Les demandeurs invoquent, à l'appui de leur pourvoi, un moyen unique de cassation.
Le dossier a été communiqué au procureur général.
Sur le rapport de Mme Grandjean, conseiller, les observations de la SCP Alain Bénabent, avocat de MM. [L], [N] et [Y] [M], de la SCP Piwnica et Molinié, avocat de M. [G], après débats en l'audience publique du 7 novembre 2023 où étaient présents Mme Teiller, président, Mme Grandjean, conseiller rapporteur, M. Echappé, conseiller doyen, et Mme Catherine, greffier de chambre,
la troisième chambre civile de la Cour de cassation, composée des président et conseillers précités, après en avoir délibéré conformément à la loi, a rendu le présent arrêt.
Faits et procédure
1. Selon l'arrêt attaqué (Aix-en-Provence, 24 mars 2022), le 29 juin 1978, [E] et [I] [M], aux droits desquels viennent désormais MM. [L], [Y] et [N] [M] (les bailleurs), ont donné à bail commercial à M. [G] (le locataire), un hangar pour y exercer l'activité de réparation de véhicules automobiles et vente.

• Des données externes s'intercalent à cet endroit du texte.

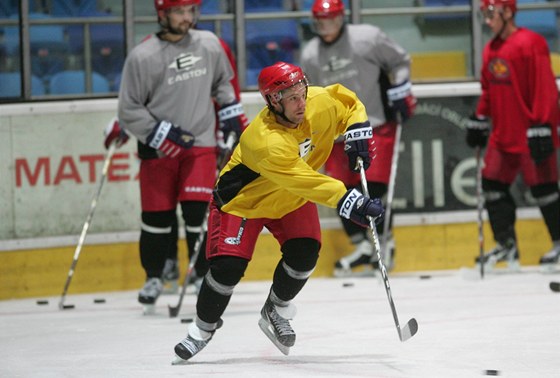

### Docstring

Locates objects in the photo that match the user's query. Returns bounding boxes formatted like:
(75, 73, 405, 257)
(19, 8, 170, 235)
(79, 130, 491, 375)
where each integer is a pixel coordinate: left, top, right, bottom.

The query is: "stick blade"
(399, 318, 418, 342)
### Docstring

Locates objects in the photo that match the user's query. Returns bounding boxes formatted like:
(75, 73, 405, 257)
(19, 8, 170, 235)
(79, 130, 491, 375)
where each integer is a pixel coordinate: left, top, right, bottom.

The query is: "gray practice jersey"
(300, 23, 410, 127)
(118, 29, 236, 147)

2. Le 22 mars 2018, le locataire a assigné les bailleurs en contestation du commandement de payer des loyers échus, notifié par eux le 8 février 2018 et en remboursement d'un trop-payé de loyers.
Examen du moyen
Enoncé du moyen
3. Les bailleurs font grief à l'arrêt d'annuler le commandement visant la clause résolutoire insérée au bail et de les condamner solidairement à restituer à M. [G] la somme de 64 548 euros au titre du trop-perçu de loyers, alors « que le caractère consensuel d'un contrat n'impose pas que les volontés contractuelles soient formulées de manière expresse, de sorte que si le silence ne vaut pas à lui seul acceptation, il n'en est pas de même lorsque les circonstances permettent de donner à ce silence la signification d'une acceptation ; qu'en l'espèce, les consorts [M] faisaient valoir, dans leurs conclusions d'appel, qu'ils avaient « hérité du bien immobilier au décès de leur deuxième parent, au mois de septembre 2017. C'est dans le cadre du règlement de cette succession que ces derniers ont récupéré les documents conservés par leurs parents dans leurs affaires personnelles, depuis des années, notamment concernant la location du local commercial à M. [G] »,mais que « dans ce contexte », ils n'avaient pas « retrouvé les justificatifs d'envoi et/ou les accusés de réception des courriers datant de 2004, 2007, 2010 et 2013 » ; qu'ils ajoutaient que « M. [X] [G] a parfaitement réceptionné les lettres recommandées et a accepté l'indexation appliquée », dès lors qu'il avait «toujours payé le montant exact des loyers révisés. En effet, aucune règle de forme n'est requise s'agissant des modalités d'acceptation de la révision du loyer, de sorte que cette acceptation peut résulter du règlement du loyer indexé » ; que la cour d'appel a elle-même relevé que les consorts [M] produisaient « plusieurs courriers datés respectivement du 14 décembre 2004, du 12 décembre 2007, du 21 décembre 2010, du 15 décembre 2013 et un dernier non daté qui évoque une prise d'effet au mois de juillet 2014 » ; qu'il résultait nécessairement du paiement exact, par M. [G], du montant des loyers révisés depuis la signature du bail en 1978, l'acceptation tacite, par ce dernier, des indexations successives appliquées par les bailleurs ; qu'en retenant au contraire que « le fait que le preneur ait payé le montant du loyer révisé selon l'indice du coût de la construction ne saurait valoir acceptation tacite de cette révision et ne peut dispenser les bailleurs de respecter la forme requise », la cour d'appel a violé les articles 1108 et 1134 (devenu 1103) du code civil, dans leur rédaction antérieure à celle de l'ordonnance du 10 février 2016. »
Réponse de la Cour
4. Pour condamner les bailleurs à restituer un trop-perçu de loyers correspondant aux révisions triennales, la cour d'appel a relevé que le bail prévoyait que la demande de révision devait être faite par les bailleurs par lettre recommandée avec demande d'avis de réception trois mois au moins avant l'expiration de la période triennale.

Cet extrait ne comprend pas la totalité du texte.